Greens/EFA force vote on the Militarisation of EU development policy
Tomorrow, the Greens/EFA group will attempt to force a vote on the militarisation of development policy. MEPs will decide whether or not the mandate for the negotiations of the European Commission’s proposed revision to the Instrument contributing to Stability and Peace (IcSP) requires further parliamentary approval or can go direct to trilogues.
The Commission’s proposals would see the EU's only instrument for civilian conflict prevention being used for military purposes, despite it's being based on a development policy legal base (Article 209 TFEU). The proposal has proven controversial and is incompatible with EU law. The Commission even plans to transfer funds from the development Cooperation Instrument (DCI) to the IcSP for launching military capacity building projects abroad.
Despite this, the Foreign Affairs Committee voted to grant a mandate for negotiations without a plenary vote. The Greens/EFA group has collected the necessary political support to ensure a vote takes place on this decision tomorrow.
Bodil Valero, Greens/EFA shadow rapporteur, said:
"This is too important a decision not to face a vote by all elected MEPs. It is wrong for scarce and much needed development and civilian conflict prevention tools to be used to strengthen foreign armies. But beyond the powerful political and moral arguments, it is simply against the rules.

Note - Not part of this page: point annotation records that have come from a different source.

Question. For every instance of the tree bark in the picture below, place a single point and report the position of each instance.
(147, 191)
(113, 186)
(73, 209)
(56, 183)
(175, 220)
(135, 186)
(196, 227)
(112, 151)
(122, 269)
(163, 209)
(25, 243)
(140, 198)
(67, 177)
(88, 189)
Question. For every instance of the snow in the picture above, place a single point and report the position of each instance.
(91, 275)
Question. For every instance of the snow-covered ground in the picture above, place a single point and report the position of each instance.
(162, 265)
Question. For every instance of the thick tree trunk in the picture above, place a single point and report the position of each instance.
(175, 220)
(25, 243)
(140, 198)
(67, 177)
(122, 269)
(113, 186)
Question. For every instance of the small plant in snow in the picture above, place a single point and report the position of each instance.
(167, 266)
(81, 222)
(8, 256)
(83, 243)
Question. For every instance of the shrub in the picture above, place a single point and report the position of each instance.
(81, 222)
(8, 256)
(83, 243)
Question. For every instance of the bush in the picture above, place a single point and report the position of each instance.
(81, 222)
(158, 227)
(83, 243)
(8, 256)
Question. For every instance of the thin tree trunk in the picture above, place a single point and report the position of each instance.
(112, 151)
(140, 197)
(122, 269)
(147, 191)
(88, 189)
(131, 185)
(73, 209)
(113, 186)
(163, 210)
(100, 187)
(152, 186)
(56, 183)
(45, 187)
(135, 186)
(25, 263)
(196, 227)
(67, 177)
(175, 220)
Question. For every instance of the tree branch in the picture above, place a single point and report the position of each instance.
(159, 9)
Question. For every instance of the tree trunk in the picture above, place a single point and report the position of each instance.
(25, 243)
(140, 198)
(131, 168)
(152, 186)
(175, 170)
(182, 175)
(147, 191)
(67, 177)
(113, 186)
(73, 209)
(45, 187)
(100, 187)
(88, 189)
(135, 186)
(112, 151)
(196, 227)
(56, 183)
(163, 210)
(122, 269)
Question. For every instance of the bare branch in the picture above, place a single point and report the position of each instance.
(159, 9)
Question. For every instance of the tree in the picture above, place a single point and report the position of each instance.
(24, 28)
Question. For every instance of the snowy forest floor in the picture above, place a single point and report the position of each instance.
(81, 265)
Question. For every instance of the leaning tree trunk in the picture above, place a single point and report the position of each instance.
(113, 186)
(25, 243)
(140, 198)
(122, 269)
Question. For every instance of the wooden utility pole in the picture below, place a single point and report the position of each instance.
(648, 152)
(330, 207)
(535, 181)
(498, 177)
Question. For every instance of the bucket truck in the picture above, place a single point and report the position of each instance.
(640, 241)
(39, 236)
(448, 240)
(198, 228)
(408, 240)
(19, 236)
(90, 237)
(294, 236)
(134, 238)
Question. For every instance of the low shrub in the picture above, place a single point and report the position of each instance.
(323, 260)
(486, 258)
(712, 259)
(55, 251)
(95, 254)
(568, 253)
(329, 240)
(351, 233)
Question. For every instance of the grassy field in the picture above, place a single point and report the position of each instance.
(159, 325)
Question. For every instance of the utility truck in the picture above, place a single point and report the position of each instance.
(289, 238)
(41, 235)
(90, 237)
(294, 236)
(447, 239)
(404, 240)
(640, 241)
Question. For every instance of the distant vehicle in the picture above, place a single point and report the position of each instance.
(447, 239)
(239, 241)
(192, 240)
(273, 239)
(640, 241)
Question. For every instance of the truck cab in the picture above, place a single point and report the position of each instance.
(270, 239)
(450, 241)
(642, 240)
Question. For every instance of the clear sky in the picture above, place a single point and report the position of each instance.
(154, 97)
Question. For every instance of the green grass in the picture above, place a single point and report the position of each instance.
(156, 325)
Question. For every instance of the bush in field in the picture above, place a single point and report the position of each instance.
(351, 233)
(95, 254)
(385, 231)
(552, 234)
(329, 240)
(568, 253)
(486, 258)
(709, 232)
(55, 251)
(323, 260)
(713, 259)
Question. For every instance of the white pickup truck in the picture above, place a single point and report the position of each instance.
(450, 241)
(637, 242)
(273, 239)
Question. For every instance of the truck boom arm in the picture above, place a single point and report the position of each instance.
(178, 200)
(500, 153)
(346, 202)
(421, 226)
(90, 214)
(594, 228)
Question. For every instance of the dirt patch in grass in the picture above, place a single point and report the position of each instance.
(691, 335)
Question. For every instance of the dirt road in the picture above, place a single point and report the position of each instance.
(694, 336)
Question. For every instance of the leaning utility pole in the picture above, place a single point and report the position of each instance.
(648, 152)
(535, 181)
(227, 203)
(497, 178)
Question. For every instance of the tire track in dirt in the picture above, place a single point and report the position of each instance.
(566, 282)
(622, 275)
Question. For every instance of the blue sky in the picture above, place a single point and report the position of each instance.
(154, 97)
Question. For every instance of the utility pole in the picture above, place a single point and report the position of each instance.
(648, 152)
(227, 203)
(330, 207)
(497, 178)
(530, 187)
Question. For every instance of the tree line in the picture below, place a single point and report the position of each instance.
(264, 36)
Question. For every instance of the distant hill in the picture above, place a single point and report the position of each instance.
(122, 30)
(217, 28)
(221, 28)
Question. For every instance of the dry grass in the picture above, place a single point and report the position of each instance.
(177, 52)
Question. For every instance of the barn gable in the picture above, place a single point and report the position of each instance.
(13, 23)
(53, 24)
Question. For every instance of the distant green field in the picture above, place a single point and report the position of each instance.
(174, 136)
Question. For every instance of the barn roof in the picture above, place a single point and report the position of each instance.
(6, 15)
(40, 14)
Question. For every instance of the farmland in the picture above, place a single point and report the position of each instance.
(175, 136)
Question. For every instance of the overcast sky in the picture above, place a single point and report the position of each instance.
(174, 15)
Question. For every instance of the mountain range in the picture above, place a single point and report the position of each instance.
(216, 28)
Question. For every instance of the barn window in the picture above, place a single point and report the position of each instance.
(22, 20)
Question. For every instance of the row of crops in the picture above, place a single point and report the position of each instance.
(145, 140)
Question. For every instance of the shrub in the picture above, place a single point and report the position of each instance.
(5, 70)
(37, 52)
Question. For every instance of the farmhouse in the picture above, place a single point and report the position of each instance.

Funds from a development policy legal base cannot be used for the purpose of military security, as has been confirmed by legal services and European Court of Justice case law.
"I call especially on Social Democrats and Liberals to reconsider their position and join us in opposing the illegal militarisation of this vital development tool."
What is the Commission proposing?
- In July 2016, the European Commission proposed to broaden the scope of the IcSP to include military capacity building in third countries, mainly in Africa (their proposal is available here).
- The proposal would add to its scope capacity building of military actors in third countries, covering a broad range of possible activities (although the financing of arms and ammunition was excluded).
- A budget of EUR 100 million has been earmarked for a period of three years – this would not be fresh money, but four existing funds would be reduced by 25 Million each: the Development Cooperation Instrument (DCI); the European Neighbourhood Instrument (ENI); the EU's civilian Police and Justice missions under the CFSP and the buffer for the foreign affairs chapter of the budget.
- The proposal was subsequently supported by the majority of MEPs in the lead Foreign Affairs Committee, including those from EPP, S&D, ALDE and ECR.
Why is Greens/EFA objecting?
We have two primary objections to the European Commission’s proposal
1. The militarisation of the EU's only instrument for civilian conflict prevention.
- The IcSP is the EU’s only instrument for civilian conflict prevention.
- It must remain civilian and civilian conflict prevention should rather be strengthened than marginalized within the instrument. We believe that development and security must re-enforce each other, but the nexus between cannot mean that development funds will now be used for security purposes.
- It's budget for the current MFF is EUR 2.3 Billion. It finances 250 projects in 70 countries.
- The Greens/EFA group was instrumental in shaping many aspects of the design of the IcSP, including strengthening peace-building and conflict prevention within the instrument and ensuring that sufficient funds are available for conflict prevention (see here for more details)
2. The legal basis is highly questionable
- Legally, the IcSP is based on the development policy article 209 TFEU which stipulates that all measures need to pursue development objectives.
- Legal services of all three institutions (European Parliament, Council, and Commission) have produced opinions ruling out the use of IcSP for military capacity building as such activities would pursue military security objectives.
- In addition, the European Court of Justice has ruled several times that policy measures must have one centre of gravity and that centre of gravity has to be in line with the legal base – this suggest that military capacity building cannot be a part of this policy instrument as its centre of gravity is military security and not poverty reduction, etc.
The European Parliament rules
Under the new parliamentary rules introduced in January 2017, the lead committee may vote to approve a negotiating mandate on behalf of the parliament. 76 signatures are needed to demand a plenary vote on whether this can proceed. The Greens/EFA group has the support of GUE MEPs and individual MEPs from ALDE and 5Stelle/EFDD.